An alternative way to plot a CDF would be as follows (in my example, X is a bunch of samples drawn from the unit normal):

import numpy as np
import matplotlib.pyplot as plt

X = np.random.randn(10000)
n = np.arange(1,len(X)+1) / np.float(len(X))
Xs = np.sort(X)
fig, ax = plt.subplots()
ax.step(Xs,n) 

enter image description here


I needed a solution where I would not need to alter the rest of my code (using plt.hist(...) or, with pandas, dataframe.plot.hist(...)) and that I could reuse easily many times in the same jupyter notebook.

I now use this little helper function to do so:

def fix_hist_step_vertical_line_at_end(ax):
    axpolygons = [poly for poly in ax.get_children() if isinstance(poly, mpl.patches.Polygon)]
    for poly in axpolygons:
        poly.set_xy(poly.get_xy()[:-1])

Which can be used like this (without pandas):

import numpy as np
import matplotlib as mpl
import matplotlib.pyplot as plt

X = np.sort(np.random.randn(1000))

fig, ax = plt.subplots()
plt.hist(X, bins=100, cumulative=True, density=True, histtype='step')

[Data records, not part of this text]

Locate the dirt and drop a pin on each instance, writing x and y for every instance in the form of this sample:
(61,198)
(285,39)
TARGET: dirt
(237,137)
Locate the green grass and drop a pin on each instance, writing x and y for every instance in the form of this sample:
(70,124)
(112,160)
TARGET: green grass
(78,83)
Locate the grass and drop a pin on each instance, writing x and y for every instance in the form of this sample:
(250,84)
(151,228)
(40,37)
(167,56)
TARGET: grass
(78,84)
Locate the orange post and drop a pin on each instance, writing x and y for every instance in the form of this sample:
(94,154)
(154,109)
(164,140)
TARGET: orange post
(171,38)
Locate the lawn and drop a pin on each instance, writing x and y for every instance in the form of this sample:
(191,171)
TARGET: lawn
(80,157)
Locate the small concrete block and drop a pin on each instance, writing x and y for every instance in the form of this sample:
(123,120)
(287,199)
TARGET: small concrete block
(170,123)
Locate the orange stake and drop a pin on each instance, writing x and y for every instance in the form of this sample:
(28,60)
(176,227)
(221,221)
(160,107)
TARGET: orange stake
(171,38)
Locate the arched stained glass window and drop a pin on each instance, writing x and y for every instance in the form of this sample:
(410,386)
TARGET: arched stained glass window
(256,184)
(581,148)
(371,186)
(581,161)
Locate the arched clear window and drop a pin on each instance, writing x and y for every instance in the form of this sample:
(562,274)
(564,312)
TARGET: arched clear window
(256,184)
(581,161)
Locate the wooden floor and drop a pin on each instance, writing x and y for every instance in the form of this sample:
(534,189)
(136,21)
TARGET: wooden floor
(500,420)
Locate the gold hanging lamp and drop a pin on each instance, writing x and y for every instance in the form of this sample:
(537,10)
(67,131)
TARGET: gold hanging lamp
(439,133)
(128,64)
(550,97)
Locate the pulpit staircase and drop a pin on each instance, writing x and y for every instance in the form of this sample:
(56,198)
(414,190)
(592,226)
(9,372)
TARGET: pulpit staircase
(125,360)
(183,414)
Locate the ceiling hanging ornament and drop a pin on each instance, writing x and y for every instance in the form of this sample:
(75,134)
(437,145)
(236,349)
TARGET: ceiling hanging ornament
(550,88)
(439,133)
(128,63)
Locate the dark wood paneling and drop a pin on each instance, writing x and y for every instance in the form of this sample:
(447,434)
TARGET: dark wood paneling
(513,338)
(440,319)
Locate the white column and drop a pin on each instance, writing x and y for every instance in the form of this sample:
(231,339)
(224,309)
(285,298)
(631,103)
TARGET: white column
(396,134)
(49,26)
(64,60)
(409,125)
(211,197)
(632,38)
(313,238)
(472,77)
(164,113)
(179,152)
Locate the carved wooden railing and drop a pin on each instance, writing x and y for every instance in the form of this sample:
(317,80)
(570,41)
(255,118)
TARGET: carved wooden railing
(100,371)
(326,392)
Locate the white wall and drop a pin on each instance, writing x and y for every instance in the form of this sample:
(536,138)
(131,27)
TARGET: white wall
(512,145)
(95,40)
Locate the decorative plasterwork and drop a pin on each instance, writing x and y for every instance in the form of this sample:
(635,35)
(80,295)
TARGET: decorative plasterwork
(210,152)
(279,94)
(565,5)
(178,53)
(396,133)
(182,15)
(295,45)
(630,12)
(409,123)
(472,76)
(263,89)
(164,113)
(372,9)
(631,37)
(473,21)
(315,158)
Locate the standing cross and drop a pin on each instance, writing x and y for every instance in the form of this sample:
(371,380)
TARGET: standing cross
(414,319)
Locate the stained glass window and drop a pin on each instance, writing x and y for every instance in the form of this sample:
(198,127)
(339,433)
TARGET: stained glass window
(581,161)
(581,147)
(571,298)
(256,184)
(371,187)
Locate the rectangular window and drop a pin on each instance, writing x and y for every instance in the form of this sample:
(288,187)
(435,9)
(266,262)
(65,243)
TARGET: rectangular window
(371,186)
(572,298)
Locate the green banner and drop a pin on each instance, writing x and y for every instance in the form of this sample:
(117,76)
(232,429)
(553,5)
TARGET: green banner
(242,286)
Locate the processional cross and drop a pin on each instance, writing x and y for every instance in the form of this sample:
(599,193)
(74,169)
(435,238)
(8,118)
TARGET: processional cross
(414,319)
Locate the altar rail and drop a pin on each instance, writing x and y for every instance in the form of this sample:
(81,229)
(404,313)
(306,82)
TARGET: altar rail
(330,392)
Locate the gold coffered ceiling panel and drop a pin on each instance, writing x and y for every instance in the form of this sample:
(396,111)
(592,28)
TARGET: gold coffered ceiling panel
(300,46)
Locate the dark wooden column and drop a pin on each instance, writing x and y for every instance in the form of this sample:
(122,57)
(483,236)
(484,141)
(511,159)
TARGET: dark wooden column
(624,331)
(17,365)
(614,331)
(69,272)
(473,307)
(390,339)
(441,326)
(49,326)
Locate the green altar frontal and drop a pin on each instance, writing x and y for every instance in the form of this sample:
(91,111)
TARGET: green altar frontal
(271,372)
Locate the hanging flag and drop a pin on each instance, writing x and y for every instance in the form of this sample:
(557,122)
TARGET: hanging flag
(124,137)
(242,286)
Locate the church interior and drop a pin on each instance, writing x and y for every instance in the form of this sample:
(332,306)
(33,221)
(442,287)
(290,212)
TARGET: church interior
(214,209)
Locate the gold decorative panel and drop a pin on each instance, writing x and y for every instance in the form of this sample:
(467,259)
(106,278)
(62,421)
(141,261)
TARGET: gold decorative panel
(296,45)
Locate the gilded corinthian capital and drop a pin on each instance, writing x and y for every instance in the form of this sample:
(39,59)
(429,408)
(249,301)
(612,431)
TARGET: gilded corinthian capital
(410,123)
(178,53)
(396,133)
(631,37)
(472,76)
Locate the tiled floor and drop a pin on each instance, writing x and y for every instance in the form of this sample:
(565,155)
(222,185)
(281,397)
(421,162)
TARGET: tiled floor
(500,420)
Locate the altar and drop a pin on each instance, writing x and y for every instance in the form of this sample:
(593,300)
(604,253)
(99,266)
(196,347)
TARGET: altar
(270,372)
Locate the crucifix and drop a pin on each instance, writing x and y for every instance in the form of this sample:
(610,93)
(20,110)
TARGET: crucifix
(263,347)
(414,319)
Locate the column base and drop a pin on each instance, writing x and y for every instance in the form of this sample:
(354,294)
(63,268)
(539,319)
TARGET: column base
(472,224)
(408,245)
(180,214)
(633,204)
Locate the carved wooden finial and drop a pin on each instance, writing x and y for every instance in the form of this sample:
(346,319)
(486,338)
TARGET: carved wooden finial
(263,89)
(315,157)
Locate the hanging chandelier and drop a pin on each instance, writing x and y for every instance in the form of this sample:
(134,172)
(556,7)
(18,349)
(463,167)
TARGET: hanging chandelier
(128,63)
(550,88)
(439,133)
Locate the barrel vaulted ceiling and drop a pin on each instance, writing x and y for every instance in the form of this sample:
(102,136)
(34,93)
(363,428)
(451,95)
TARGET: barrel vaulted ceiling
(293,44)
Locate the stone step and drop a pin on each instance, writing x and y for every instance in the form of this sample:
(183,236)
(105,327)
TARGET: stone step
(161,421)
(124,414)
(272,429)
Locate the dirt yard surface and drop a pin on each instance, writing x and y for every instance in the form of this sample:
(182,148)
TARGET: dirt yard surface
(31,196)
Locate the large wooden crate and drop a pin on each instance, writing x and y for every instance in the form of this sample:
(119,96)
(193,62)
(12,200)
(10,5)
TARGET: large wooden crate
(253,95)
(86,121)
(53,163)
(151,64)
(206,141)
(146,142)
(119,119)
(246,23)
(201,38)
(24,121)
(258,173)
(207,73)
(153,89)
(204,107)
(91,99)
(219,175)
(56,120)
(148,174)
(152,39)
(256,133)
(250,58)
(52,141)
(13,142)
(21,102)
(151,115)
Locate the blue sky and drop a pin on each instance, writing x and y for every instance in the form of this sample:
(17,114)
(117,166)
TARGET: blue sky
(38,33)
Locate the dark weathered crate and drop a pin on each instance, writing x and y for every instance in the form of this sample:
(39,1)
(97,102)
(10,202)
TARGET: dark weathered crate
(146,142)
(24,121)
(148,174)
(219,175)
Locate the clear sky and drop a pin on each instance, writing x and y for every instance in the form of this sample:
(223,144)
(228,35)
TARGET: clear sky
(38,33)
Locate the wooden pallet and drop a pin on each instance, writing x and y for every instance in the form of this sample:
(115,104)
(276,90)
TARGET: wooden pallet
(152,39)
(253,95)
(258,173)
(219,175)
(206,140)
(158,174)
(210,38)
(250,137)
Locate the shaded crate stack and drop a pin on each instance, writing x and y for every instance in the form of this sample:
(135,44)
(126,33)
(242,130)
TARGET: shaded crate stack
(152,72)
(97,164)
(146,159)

fix_hist_step_vertical_line_at_end(ax)

Or like this (with pandas):

import numpy as np
import pandas as pd
import matplotlib as mpl
import matplotlib.pyplot as plt

df = pd.DataFrame(np.random.randn(1000))

fig, ax = plt.subplots()
ax = df.plot.hist(ax=ax, bins=100, cumulative=True, density=True, histtype='step', legend=False)

fix_hist_step_vertical_line_at_end(ax)

result

This works well even if you have multiple cumulative density histograms on the same axes.

Warning: this may not lead to the wanted results if your axes contain other patches falling under the mpl.patches.Polygon category. That was not my case so I prefer using this little helper function in my plots.